Achievement highlights
- “Kyoto Encyclopedia of Genes and Genomes” was just a regular database for me, before I conducted KEGG analysis. I interpreted the results using dotplots, and also used gene-concept network for understanding complex associations among the genes. This way, I got to know more about the database and what it is about and how to utilize it.
- I made several attempts to get the cnetplot with the desired arguments. And finally, I did it on my own after specifying the arguments again & again, and redefining the vectors multiple times.
- Read more about the different databases available for biological pathways, and how plots are interpreted, for example, the enrichment score and FDR from gsea plot.
List of training and meetings attended
8/4 Presentation and Diversity Discussion, 8/5 Deliverables Webinar, 8/6 Office Hours
Goals for the upcoming week
- Compile the results of functional analysis and prepare a write-up to draw conclusions from the whole process.
- Start working on the final task and presentation.
Tasks and Challenges
- Filtered the genes from limma analysis to creata a gene vector, with logFC values in decreasing order. Performed GO analysis by using enrichGO and KEGG analysis by using enrichKEGG, and visualized the results by making barplot/dotplots. I also used string database to locate the hub genes.
- Also performed GSE analysis and TF analysis using GSEA() and visualized the results by working on two new types of plot: gseaplot and cnetplot.
- Faced problem with assigning arguments to some of my plots, but solved this issue after few attempts.
- Defining the gene vector was the most time consuming process for me, as I wasn’t sure about the no. of genes to be considered while making the plots, and the segregation of genes into up-regulated and down-regulated genes made it more confusing, but I took help from Office hours and my team mates to figure this out.

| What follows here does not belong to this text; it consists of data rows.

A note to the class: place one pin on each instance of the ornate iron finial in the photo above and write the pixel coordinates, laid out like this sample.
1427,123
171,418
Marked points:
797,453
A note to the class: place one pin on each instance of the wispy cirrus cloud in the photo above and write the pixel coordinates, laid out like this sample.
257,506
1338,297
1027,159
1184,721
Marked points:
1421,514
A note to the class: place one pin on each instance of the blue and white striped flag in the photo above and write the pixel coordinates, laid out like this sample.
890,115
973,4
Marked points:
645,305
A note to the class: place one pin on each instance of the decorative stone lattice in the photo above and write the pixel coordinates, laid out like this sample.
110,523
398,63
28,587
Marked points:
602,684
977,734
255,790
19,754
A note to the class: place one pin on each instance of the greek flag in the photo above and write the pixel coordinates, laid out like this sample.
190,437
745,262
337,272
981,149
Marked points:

SELF ASSESSMENT FOR WEEK 6 and 7
Things learned
- Technical area: Performed principal component analysis, quality control using ArrayQualityMetrics package; DGE analysis using limma, EnhancedVolcano and pheatmap; function analysis : GO, KEGG pathway, gene network, StringDB, TFA, GSEA.
- Tools: R, Slack, G suite, GEPIA, StringDB, Powerpoint, GEO
- Soft skills: Improved on my presentation skills while working for the final project.
Achievement highlights
- Completed my final presentation on ccRCC and learned about the GEO dataset in detail. Also learned how to organize and make the metadata for different groups.
- Spent a lot of time in interpreting all the analyses performed.
- Besides renal cell carcinoma, I also tried analyzing the datasets for parkinson’s, breast cancer and AML.
List of training and meetings attended
8/10 Team meeting, 8/11 Office Hours, 8/12 Functional Analysis Webinar, 8/13 Office Hours, 8/14 Group presentation, 8/17 Team Meeting and Office Hours, 8/18 Webinar on professional presentation, 8/21 Final Presentation, 8/24 Final Team Meeting
Goals for the future
Work more to enhance the skills acquired through this internship, be it technical or soft skills.
Tasks and Challenges
- I tried to merge different datasets for my final presentation but did not get good results and ended up being confused about why such errors were arising but then I sought help through office hours and managed to work it out.
- Interpreting each and every graph was a tedious task, but I made an effort to understand every plot in detail.
- Faced problem with particular datasets since different packages were required to load them, as a result of which I learned about the different array types and how the data is differently organized in each type of microarray.